„Mistrz i Małgorzata” – Michaił Bułhakow
Ponadczasowe arcydzieło, dla wielu ulubiona książka. Abstrakcja, obserwacje społeczne, podtekst religijny, elementy baśniowo-komediowe. Czego tutaj nie ma. A z wydaniem nie było tak łatwo, jak to w komunistycznym Związku Radzieckim.
Rozmowę w moskiewskim parku dwóch radzieckich literatów o nie istnieniu Jezusa Chrystusa przerywa tajemnicy nieznajomy, który opowiada historię Poncjusza Piłata. Spotkanie kończy tragiczny wypadek z tramwajem, przewidziany przez tajemniczego rozmówce. Nieznajomy ze swoimi równie ekscentrycznymi towarzyszami: asystentem i gadającym czarnym kotem, urządza tymczasem w stołecznym teatrze pokaz czarnej magii.

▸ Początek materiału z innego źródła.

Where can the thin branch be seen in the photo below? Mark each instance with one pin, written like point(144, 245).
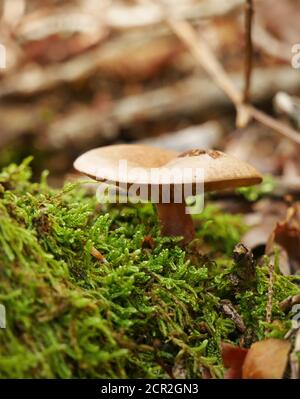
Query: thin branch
point(275, 125)
point(270, 294)
point(249, 11)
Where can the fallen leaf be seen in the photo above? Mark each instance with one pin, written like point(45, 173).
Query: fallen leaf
point(266, 359)
point(233, 359)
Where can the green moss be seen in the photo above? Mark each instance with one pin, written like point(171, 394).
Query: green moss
point(146, 312)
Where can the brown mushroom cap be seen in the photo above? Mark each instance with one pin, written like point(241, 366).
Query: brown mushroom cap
point(221, 171)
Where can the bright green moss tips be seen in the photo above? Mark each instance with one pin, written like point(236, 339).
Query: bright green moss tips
point(146, 311)
point(253, 193)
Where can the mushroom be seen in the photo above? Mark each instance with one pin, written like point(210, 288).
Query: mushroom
point(220, 171)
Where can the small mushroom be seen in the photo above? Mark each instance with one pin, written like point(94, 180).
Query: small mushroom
point(220, 171)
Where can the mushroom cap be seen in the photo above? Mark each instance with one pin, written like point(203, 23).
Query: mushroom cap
point(220, 171)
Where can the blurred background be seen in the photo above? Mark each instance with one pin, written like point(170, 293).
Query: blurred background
point(85, 73)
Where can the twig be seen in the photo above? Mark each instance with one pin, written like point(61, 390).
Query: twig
point(270, 294)
point(275, 125)
point(294, 358)
point(206, 58)
point(249, 11)
point(287, 304)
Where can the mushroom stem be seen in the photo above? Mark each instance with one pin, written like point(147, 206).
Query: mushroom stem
point(175, 221)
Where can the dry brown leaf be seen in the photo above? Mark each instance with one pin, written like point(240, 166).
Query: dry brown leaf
point(266, 359)
point(233, 359)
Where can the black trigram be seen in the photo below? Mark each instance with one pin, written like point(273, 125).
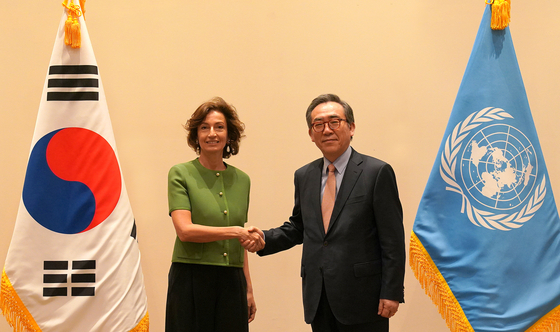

Michaił Bułhakow w swojej niewątpliwie powieści życia, która zapewni mu wieczną sławę skrupulatnie buduje obraz Moskwy lat 30-tych ubiegłego wieku umieszczając w niej doskonale scharakteryzowane postacie. Nad wszystkim wisi opowieść z czasów męki Jezusa Chrystusa. To odwołanie religijne nadaje powieści dodatkowego wymiaru, szczególnie że obraz męki Chrystusa jest daleko różny od treści Ewangelii.
Powieść wprowadza wiele ciekawych, ekscentrycznych, ale także typowych dla społeczeństwa postaci. Co ciekawe tytułowi bohaterowie pojawiają się dopiero w drugiej, jeszcze bardziej odrealnionej części. Rozdziały z lotem nad Moskwą, czy balem grzeszników przeszły do historii literatury światowej.
Powieść Bułhakowa zakorzeniła się w kulturze, acz nie doczekała się zbyt wielu adaptacji. Jest to lektura miła i przyjemna, ale jednak podszyta głębszymi refleksjami. Pamiętam, że kilkanaście lat temu średnio mi się podobała, ale teraz po latach zrobiła na mnie dużo większe wrażenie, co też pokazuje że przeznaczona jest dla czytelnika wyrobionego i oczytanego.
Alf też czytał jak widać powyżej, ale na szczęście nie jest czarny ….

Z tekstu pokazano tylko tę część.